8.        Dans cette crise financière douloureuse, l’Église est appelée à défendre la dignité de tous les êtres humains, créés à l’image de Dieu. Cette crise est spirituelle et morale autant qu’économique. Les valeurs chrétiennes de la justice et de l’amour revêtent une importance nouvelle dans l’Europe d’aujourd’hui. Les inégalités excessives entre riches et pauvres et les taux de chômage croissants, particulièrement chez les jeunes, qui ont augmenté ces dernières décennies, sont immoraux et ne sauraient servir de fondement à une société saine.
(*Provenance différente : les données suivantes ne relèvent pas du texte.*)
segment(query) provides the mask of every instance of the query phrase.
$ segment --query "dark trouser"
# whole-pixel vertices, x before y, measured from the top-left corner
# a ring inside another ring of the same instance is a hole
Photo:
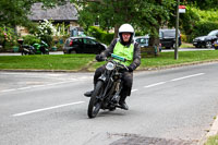
[[[94,75],[94,85],[97,83],[98,77],[104,73],[105,65],[98,68]],[[126,96],[131,95],[132,84],[133,84],[133,72],[124,72],[122,74],[122,81],[123,81],[123,88],[121,90],[121,101],[126,98]]]

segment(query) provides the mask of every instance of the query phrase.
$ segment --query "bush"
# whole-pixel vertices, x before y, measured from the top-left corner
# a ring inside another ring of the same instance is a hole
[[[109,45],[113,39],[113,33],[106,33],[101,31],[99,27],[90,26],[87,31],[87,35],[95,37],[97,40]]]
[[[198,22],[192,33],[193,38],[197,36],[207,35],[209,32],[218,29],[218,22],[201,21]]]

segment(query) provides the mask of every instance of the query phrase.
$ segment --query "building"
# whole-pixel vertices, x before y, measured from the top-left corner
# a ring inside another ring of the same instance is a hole
[[[57,5],[52,9],[44,9],[43,3],[35,3],[32,7],[32,15],[28,15],[28,19],[33,22],[41,22],[44,20],[52,20],[53,24],[70,25],[69,32],[75,27],[78,27],[77,24],[77,10],[73,3],[68,2],[64,5]],[[21,35],[28,34],[25,27],[17,27],[17,32]]]

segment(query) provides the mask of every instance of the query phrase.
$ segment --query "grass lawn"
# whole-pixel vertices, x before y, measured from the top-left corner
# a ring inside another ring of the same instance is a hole
[[[178,60],[174,52],[161,52],[158,57],[142,58],[138,70],[211,60],[218,60],[218,51],[180,51]],[[104,63],[96,62],[95,55],[0,56],[0,70],[94,71]]]

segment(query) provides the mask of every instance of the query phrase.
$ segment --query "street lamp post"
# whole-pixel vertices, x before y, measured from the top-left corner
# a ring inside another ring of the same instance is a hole
[[[180,0],[178,0],[178,3],[177,3],[175,48],[174,48],[174,59],[175,60],[178,60],[178,58],[179,58],[179,55],[178,55],[178,46],[179,46],[178,35],[179,35],[179,17],[180,17],[179,5],[180,5]]]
L’Église ne peut que croire que les évènements actuels incarnent un message de Dieu et qu’ils nous offriront une occasion de discernement en vue de bâtir un avenir meilleur fait d’égalité et de justice pour l’ensemble du peuple de Dieu.
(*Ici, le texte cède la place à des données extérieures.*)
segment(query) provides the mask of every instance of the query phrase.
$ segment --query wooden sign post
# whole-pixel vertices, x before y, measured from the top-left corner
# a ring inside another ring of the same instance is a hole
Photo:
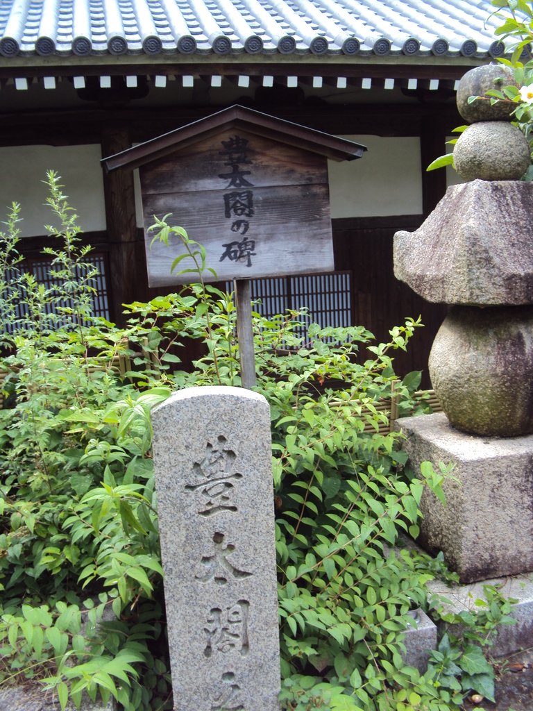
[[[145,233],[154,215],[184,228],[205,249],[205,282],[234,279],[242,385],[256,383],[250,279],[334,269],[328,158],[366,149],[344,139],[235,106],[104,159],[108,170],[140,166]],[[191,281],[173,274],[183,252],[149,248],[150,287]]]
En conséquence, le Comité central du Conseil œcuménique des Églises, réuni du 28 août au 5 septembre à Kolympari, Crète (Grèce):

A.       affirme sa solidarité avec le peuple grec et les autres peuples qui souffrent particulièrement de la crise actuelle;

B.       réitère son appel à élaborer des politiques économiques qui n’encouragent pas la dette irresponsable, qu’elle soit d’ordre national ou privé, et qui répartissent les bienfaits de la richesse de façon plus équitable entre tous les citoyens, en particulier les faibles et les marginalisés, y compris les jeunes;

C.       demande instamment la prévention contre la récurrence des crises à l’avenir, à travers la régulation et la restructuration du secteur bancaire, et la poursuite de la recherche de transformations profondes dans le régime financier international actuel, tel que souligné dans la déclaration du Comité central du COE sur «les finances justes et l’économie de la vie», publiée en septembre 2009;

D.      approuve le principe de taxation des transactions financières (TTF), instrument judicieux qui permettrait aux gouvernements de respecter leur devoir de protéger et garantir les droits économiques, sociaux et culturels de leurs peuples. La TTF aiderait non seulement à restreindre la spéculation, mais également à alléger la dette souveraine, à transférer le fardeau des personnes ordinaires vers le secteur privé qui a été le premier à déclencher la crise, et à étendre de façon considérable les possibilités du gouvernement en matière fiscale en vue de dépenses destinées à des mesures de protection sociale dont le besoin se fait cruellement sentir;

E.       appelle les Églises, en ce temps de crise, à s’atteler à ces questions en s’efforçant en particulier de s’adresser aux puissants d’une part, et de rechercher d’autre part des moyens de soutenir celles et ceux qui sont marginalisés par les politiques financières actuelles, et les félicite pour leur attention continue à l’égard des besoins spirituels et pastoraux de celles et ceux, y compris les jeunes, dont la vie sera le plus directement affectée par ces problèmes économiques difficiles;

F.       prie instamment les Églises d’Europe de rester unies pour plaider ensemble en faveur de solutions communes à la crise financière et sociale au niveau européen; solutions qui contribueront à approfondir le projet d’unité européenne en tant que projet visant la paix juste sur le contient;

G.      invite les Églises et les organisations d’inspiration religieuse à continuer de se mobiliser et de se soutenir mutuellement pour soulager et aider dès maintenant les membres les plus faibles de notre société.